You may already know that spiders can spin intricate webs and poison their prey. But that doesn't even begin to cover the all the sneaky abilities spiders have adapted to become the most fearsome organisms on eight legs. Here are some of the tricks spiders use to catch their meals while avoiding becoming dinner themselves.

1. THEY HAVE SUPER-POWERED SENSES.

Spidey-senses weren't just invented for comic books. Jumping spiders in real life have sharp eyesight and excellent hearing to make up for their inability to spin webs. Scientists long assumed that spiders couldn't hear because they don't have ears. But as researchers reported in a 2016 study, jumping spiders can "hear" perfectly fine—they just use the super sensitive hairs on their legs to do so.

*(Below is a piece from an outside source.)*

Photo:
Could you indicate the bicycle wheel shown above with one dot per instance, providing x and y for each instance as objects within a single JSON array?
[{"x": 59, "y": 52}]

These same spiders can also see surprisingly well, as astronomer Jamie Lomax demonstrated when she used laser pointers to lure them away from her desk like they were tiny cats.

2. THEY MIMIC ANTS.

The fact that the jumping spider species Myrmarachne formicaria tricks predators into thinking it's an ant by mimicking its appearance isn't a new discovery. But exactly how it achieves this was unclear until recently. According to a Harvard study published in the Proceedings of the Royal Society B, the spider pulls off this deceptive stunt while using all eight legs to walk. During its performance, it takes 100-millisecond pauses to lift its front two limbs to its head so they resemble antennae. The switch is so fast that to a human looking from above, the spider appears to simply be walking with its back six legs while lifting its front legs off the ground. Scientists had to use high-speed cameras to prove this wasn't the case. 

3. THEY TUNE THEIR WEBS.

Despite lacking ears, spiders have some impressive musical talents. They treat the strands of their webs like the strings of a guitar, tuning them just right so they can detect certain vibrations. For their study published in the Journal of the Royal Society Interface, researchers from the University of Oxford and Charles III University of Madrid observed garden cross spiders maintaining their webs. They learned that adjusting the tension and stiffness of the silk allows the spiders to sense frequencies they can recognize. One signal might mean that prey is near, while another could be connected to structural issues with the web.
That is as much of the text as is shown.